I look forward to your attempt!
I would put the statistics under modelling or summatory analysis, not under exploratory analysis. I wouldn't divide methods by sufficient descriptive statistics - I'd divide them by domain and loss function. I would name an artificial neural network.
Or perhaps I would arrange them by computational complexity.
That said, this is a good summary in that it's an overview, and overviews are always helpful.
The "explaining the past" (and I suppose the regression) section is covered well by most universities statistics departments, but the "predicting the future" stuff is usually limited to one or two Artificial Intelligence classes in the computer science faculty.
As in "those that belong to the Emperor", etc., as Borges put it ( http://www.multicians.org/thvv/borges-animals.html )
(I suppose, but I do have a pro-Borges bias ;-)
I'm not an expert, but in my opinion the difference is that Classification is sorting a basket of apples and bananas into two separate baskets, while Regression is predicting which fruit will come out of the basket after X apples and Y bananas.

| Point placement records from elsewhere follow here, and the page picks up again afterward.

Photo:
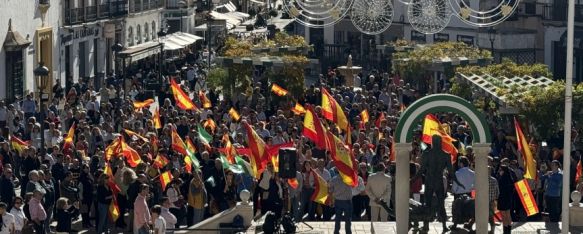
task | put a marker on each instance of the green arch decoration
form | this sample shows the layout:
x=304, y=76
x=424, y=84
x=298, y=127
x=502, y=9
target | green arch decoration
x=442, y=103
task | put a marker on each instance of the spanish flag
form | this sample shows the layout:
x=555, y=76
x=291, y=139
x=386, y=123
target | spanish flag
x=156, y=119
x=210, y=123
x=313, y=129
x=113, y=210
x=579, y=172
x=160, y=161
x=206, y=103
x=293, y=182
x=380, y=119
x=113, y=149
x=177, y=143
x=165, y=179
x=130, y=154
x=69, y=139
x=431, y=126
x=298, y=109
x=18, y=144
x=134, y=134
x=529, y=162
x=146, y=103
x=526, y=197
x=234, y=114
x=259, y=153
x=343, y=160
x=320, y=194
x=278, y=90
x=182, y=99
x=332, y=111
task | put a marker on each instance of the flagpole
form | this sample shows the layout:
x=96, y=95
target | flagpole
x=568, y=106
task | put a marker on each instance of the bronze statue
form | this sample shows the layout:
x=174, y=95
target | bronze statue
x=434, y=161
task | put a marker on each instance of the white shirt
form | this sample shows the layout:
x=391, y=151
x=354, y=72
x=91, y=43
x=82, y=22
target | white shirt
x=160, y=225
x=8, y=223
x=18, y=218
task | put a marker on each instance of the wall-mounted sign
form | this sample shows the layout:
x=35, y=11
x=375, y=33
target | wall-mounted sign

This is what the comment means when it says the division between regression and classification is often artificial (i.e., imposed by people who are concentrating on taxonomy).
Regression is often used to mean regression with infinite range, but especially since so many classification techniques are just searching for a regular partition of an infinite range, the distinction isn't made much anymore. Whether the rare techniques that are specifically over a discrete finite range still count as regression depends on who you ask - usually yes.
While every method I can think of differentiates itself at a lower level than regression/classification, and thus has interpretations in each, it's not always feasible or easy to make the "flip". Often times the approximation steps that make the algorithm tractable depend on the objective function.
I really think this is the way complex topics need to be taught. It's so easy to get caught in the weeds and lose track of where you are in the overall picture, an approach like this is extremely helpful.